In her poem “Variation on the Word Sleep“, well-loved Canadian poet Margaret Atwood (1939-) uses sleep as a metaphor for the highly personal, often isolating and poorly rehearsed journey of loss and transformation that is generally called grief in the modern industrial world. The poet finds herself laying next to her bedmate, wishing to journey with them to the “grief at the center of your dream,” and imagining herself doing so, yet knowing that she remains unable to support her companion as functionally and profoundly as she’d like to.

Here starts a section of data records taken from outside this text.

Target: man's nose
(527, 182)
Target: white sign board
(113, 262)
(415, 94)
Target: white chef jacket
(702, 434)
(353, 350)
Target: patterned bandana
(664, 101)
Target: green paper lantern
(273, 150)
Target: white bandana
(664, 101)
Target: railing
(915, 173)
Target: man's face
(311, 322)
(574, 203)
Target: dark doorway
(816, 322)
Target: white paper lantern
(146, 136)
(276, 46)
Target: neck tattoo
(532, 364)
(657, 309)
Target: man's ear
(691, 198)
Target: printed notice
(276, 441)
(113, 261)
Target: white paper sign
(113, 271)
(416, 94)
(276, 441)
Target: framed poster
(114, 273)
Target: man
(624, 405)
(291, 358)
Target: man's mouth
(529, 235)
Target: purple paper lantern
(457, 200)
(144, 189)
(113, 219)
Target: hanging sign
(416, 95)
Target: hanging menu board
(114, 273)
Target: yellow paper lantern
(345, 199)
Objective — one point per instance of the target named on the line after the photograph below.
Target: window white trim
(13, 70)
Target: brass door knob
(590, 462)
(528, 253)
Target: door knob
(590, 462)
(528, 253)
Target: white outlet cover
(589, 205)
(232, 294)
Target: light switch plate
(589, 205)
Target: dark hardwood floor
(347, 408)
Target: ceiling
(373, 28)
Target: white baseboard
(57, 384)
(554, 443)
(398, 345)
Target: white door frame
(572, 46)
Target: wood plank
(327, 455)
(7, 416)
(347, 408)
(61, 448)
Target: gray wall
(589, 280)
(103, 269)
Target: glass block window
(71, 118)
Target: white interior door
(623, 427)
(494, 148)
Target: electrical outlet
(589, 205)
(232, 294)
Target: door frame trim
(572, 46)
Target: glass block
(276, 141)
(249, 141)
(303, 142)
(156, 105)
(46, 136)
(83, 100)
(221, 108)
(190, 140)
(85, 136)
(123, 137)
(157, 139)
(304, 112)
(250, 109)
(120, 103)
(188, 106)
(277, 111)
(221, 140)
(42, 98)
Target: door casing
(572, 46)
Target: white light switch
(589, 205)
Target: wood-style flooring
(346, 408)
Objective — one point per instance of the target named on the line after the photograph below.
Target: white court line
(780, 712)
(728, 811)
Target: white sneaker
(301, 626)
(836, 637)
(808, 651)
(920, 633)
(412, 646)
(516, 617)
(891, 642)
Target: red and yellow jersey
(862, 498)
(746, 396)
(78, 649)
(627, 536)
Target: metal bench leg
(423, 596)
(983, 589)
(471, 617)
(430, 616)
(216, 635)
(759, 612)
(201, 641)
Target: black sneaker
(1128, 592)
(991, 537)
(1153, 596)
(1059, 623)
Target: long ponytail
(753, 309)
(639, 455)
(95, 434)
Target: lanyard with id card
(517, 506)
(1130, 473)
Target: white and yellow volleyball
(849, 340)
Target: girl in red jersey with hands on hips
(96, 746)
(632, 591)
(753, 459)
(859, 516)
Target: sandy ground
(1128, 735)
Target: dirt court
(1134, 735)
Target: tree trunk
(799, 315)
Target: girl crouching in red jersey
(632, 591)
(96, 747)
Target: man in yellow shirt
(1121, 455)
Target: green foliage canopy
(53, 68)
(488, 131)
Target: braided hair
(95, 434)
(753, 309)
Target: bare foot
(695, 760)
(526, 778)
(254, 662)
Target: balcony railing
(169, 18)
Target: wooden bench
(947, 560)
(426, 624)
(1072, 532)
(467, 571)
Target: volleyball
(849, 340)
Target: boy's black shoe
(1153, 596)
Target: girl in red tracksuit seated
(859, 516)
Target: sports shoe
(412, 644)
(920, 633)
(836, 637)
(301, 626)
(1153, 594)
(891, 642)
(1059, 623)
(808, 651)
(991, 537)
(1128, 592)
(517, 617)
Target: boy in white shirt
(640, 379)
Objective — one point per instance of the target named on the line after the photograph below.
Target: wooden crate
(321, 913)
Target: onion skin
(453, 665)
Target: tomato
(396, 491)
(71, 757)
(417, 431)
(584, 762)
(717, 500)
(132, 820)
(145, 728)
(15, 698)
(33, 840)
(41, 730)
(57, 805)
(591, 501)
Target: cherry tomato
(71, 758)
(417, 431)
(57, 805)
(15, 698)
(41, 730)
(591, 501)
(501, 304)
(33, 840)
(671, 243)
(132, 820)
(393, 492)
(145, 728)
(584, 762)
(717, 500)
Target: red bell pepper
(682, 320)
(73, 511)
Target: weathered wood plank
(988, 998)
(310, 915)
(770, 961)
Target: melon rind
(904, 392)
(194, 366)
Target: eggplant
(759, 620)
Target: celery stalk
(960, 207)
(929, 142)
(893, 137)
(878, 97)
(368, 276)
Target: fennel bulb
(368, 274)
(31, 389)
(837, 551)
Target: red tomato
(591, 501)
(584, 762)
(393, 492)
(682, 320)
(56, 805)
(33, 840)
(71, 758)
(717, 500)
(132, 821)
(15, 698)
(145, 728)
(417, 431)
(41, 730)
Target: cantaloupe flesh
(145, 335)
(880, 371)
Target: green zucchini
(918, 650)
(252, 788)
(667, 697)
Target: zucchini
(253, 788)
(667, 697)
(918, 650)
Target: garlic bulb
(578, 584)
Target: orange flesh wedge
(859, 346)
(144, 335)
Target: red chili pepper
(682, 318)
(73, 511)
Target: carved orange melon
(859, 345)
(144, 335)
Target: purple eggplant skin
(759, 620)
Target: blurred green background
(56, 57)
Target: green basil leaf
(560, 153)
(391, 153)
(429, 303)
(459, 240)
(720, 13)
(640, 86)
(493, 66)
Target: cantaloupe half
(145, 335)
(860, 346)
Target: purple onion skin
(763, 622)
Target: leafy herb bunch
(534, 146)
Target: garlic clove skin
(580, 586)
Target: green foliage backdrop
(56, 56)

The poem begins with Atwood articulating the nature of her voyeuristic position, looking at grief from the outside. There is a sense of feeling separate, yet wishing to penetrate and participate in the experience:
“I would like to watch you,
sleeping. I would like to sleep
with you, to enter
your sleep as its smooth dark wave
slides over my head”
The poet goes on to imagine travelling through a dreamscape with her companion, ultimately arriving at “the cave where you must descend,/towards your worst fear.” Powerless to help navigate that cave, and knowing that it is not her journey to take, she imagines offering a talisman-like a spell of protection:
“I would like to give you the silver
branch, the small white flower, the one
word that will protect you
from the grief at the center
of your dream, from the grief
at the center. I would like to follow
you up the long stairway
again & become
the boat that would row you back
carefully, a flame
in two cupped hands
to where your body lies
beside me”
While this imagery is quite beautiful and in the spirit of compassionate service, it is tragically underscored by the fact that it is a flight of fancy — a failure to relate. The last few lines bring this home in a spare and effective flourish:
I would like to be the air
that inhabits you for a moment
only. I would like to be that unnoticed
& that necessary.
To be unnoticed and yet performing the necessary, basic human art of companionship is indeed the discretion required to hold space for another to grieve. That the poet “would” like to be this way is saying, in effect, that she is not that way currently. “Variation on the Word Sleep” can, in this sense, be understood to reflect the good-hearted desire that many people feel to help their loved ones through hard times, as well as the profound hole in mainstream culture where the skillfulness of grieving together should be.